Nesta perspectiva, a vida é uma eterna disputa por distinção “com os outros”, e esta disputa seria, essencialmente, de classe. Há uma construção social do “gosto”, que faz com que determinados bens sejam considerados legítimos, distintos, e outros sejam considerados vulgares – um campo de batalha por legitimação e reprodução das práticas sociais (BOURDIEU, 2007). A ênfase na “naturalização do gosto” como perpetuação da dominação nos permite a compreender os jogos de distinção e pertencimento entre as classes, envolvendo a dimensão simbólica.
A ênfase nas dimensões culturais de classe aproximou Bourdieu do campo da Comunicação (GIRARDI JR., 2007) e é um dos autores mais citados na área de consumo no campo da comunicação, principalmente seu livro “A Distinção”. Sua referencia também pode ser notada em outros livros considerados base nesta área, como Mary Douglas (2006) e Grant McCracken (2003).
Seja em qual linha teórica seguir, o que importa é que as classes assumem novas formas, sociais e discursivas – formas que são midiatizadas (GROHMANN, 2013a), pois as classes estão nas telenovelas, nas campanhas publicitárias, na conversação cotidiana dos sujeitos, nos institutos de pesquisa, nas práticas interacionais nas redes sociais, como uma “explosão midiatizada de classes” em todos os espaços.
Quais novas formas sociais adquiriram as classes sociais no Brasil nos últimos anos?
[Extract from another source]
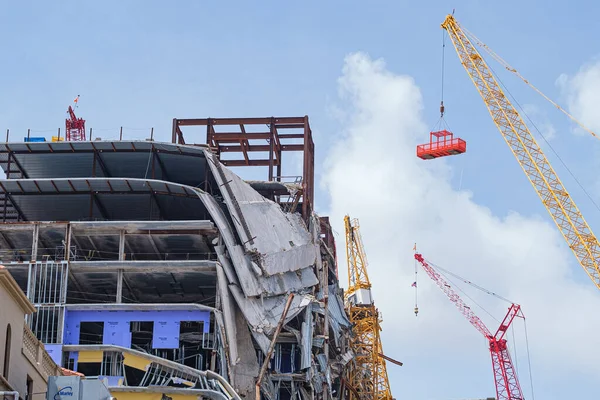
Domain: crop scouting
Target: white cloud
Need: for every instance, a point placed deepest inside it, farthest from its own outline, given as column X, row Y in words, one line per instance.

Relaciona-se ao que se convencionou chamar de “nova classe média”, considerado o fenômeno sociológico brasileiro recente mais importante, tornada uma marca política e publicitária utilizada por governo e mercados (GROHMANN, 2013a) e criticado por autores (SOUZA, 2010; POCHMANN, 2012; CHAUÍ, 2013) por não ser, de fato, nem “nova” nem “média”. Este estrato, então, se refere à parcela da sociedade brasileira, devido às políticas sociais e de apoio ao crédito, que conseguiu, principalmente, ascender à “sociedade do consumo”, a ter acesso aos direitos sociais, a entrar no universo “consumidor-cidadão” (CANCLINI, 2007).
O acirramento das disputas midiatizadas entre as classes brasileiras se dá a partir da mediação da política social do lulismo (SINGER, 2012), com políticas sociais compensatórias e o objetivo de tornar o Brasil um “país de classe média”. Isso gerou um afastamento da “classe média tradicional” da base lulista, que se sentiu ameaçada e sem perspectivas, gerando discursos midiatizados na internet com memes e hashtags, como o #ClasseMédiaSofre. É neste contexto onde se inserem as disputas materiais e simbólicas em torno das marcas e o fenômeno da “orkutização”.
Este já é um indício das novas formas discursivas como se expressam as classes sociais no Brasil. Ana Lucia Enne (2011), a partir de um caminho bourdiano, comenta o uso das estratégias linguísticas na internet (no caso, o Orkut) usadas por grupos ligados a um consumo cultural considerado “desqualificado”. A autora usa como exemplo as expressões “e daí?”, “pronto, falei”, “confesso” como artimanhas discursivas de resistência ao preconceito e ao estigma pelo gosto, principalmente relacionado ao consumo musical, como pode ser visto abaixo:
“Eu gosto de Sertanejo, e daí?!” (300.600 membros) - “As pessoas falam que você é brega por ouvir Sertanejo? Não se deixe levar pelo preconceito”.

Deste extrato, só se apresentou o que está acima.